The Arkansas deal could also send Republican governors in several states running for political cover after they agreed to expand Medicaid without such innovations, analysts say.

“The question is going to be raised: ‘Why didn’t you get us a better deal?'” said Joe Antos, a health economist with the conservative American Enterprise Institute think-tank.

However, analysts say Arkansas-style privatization, if more widely adopted, could lead to a double-standard for Republicans who dislike deficits and government spending, if private insurance turned out to increase the cost of providing Medicaid.

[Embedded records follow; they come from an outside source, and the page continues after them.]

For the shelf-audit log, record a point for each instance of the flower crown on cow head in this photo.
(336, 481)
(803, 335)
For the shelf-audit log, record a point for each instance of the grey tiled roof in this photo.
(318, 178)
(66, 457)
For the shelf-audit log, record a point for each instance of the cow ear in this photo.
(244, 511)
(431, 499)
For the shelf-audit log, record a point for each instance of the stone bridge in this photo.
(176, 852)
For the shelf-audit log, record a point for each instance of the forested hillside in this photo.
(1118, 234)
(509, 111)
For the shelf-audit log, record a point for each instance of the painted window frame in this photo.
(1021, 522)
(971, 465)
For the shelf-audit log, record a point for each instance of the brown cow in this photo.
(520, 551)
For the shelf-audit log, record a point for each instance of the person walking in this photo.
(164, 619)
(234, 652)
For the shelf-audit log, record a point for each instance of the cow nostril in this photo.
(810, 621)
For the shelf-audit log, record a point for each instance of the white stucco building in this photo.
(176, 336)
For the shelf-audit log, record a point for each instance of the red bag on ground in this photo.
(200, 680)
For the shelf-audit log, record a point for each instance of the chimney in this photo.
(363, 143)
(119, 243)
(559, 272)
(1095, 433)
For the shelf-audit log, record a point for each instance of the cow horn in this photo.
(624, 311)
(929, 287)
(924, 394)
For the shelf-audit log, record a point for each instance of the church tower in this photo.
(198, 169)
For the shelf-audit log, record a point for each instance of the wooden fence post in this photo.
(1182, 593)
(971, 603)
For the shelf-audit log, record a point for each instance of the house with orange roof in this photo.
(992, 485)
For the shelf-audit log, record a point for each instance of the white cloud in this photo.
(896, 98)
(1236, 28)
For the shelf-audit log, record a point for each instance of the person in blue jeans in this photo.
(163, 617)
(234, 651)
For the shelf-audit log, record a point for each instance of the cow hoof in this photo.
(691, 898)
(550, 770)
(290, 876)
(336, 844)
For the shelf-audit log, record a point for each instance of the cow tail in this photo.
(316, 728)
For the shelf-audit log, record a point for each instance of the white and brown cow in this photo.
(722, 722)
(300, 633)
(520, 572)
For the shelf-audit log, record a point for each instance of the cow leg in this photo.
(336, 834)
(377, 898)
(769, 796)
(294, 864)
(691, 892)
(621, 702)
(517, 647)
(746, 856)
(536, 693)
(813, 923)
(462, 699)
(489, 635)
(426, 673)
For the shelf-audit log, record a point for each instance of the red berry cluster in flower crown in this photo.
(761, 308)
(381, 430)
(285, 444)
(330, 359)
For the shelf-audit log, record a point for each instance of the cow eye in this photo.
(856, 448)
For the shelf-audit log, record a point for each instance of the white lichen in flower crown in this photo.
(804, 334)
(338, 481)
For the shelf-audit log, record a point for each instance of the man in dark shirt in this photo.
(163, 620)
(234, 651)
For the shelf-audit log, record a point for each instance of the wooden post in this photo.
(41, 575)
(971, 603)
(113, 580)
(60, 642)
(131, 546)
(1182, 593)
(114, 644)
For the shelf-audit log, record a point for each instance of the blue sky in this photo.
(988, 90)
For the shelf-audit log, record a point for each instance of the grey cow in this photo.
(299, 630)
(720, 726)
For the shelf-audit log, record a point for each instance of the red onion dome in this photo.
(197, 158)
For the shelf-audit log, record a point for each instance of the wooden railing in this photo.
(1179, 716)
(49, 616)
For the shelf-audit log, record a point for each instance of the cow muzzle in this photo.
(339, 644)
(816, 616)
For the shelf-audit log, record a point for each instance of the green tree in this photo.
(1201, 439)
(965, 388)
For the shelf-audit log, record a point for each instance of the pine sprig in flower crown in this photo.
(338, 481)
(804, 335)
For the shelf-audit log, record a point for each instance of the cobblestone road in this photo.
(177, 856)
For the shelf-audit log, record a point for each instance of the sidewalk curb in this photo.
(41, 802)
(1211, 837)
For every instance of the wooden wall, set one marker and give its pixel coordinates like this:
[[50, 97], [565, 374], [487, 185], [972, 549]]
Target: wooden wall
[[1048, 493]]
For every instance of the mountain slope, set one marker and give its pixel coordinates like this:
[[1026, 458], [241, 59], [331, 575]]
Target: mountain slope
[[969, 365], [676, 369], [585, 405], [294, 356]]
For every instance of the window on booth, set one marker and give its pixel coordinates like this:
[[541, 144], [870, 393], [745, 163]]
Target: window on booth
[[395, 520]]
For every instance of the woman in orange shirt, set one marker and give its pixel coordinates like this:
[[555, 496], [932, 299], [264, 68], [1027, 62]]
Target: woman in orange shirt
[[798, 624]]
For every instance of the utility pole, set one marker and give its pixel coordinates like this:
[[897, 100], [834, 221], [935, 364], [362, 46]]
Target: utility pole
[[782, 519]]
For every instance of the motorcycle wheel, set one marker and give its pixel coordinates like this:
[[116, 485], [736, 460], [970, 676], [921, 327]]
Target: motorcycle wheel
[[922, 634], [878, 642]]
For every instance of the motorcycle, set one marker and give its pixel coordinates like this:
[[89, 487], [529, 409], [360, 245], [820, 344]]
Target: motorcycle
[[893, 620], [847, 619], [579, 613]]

The nonpartisan Congressional Budget Office estimates that private insurance sold through state exchanges will cost about $9,000 per capita, compared with $6,000 for those who gain coverage through standard Medicaid.

“Medicaid is always the lowest-cost provider of coverage in the market,” said Timothy Jost of Washington and Lee University Law School. “Medicare (the public program for the elderly and disabled) is more expensive and private plans are yet more again.”

But other analysts and state officials say these costs could be lower in Arkansas, where the current Medicaid program and the private market still operate under a costly fee-for-service structure.

On Monday, the state issued a cost analysis that lent support to both sides of the argument, saying the private option would cost up to 15 percent more than a more conventional Medicaid expansion. But the report said privatization could lead to no additional costs under “some realistic scenarios”.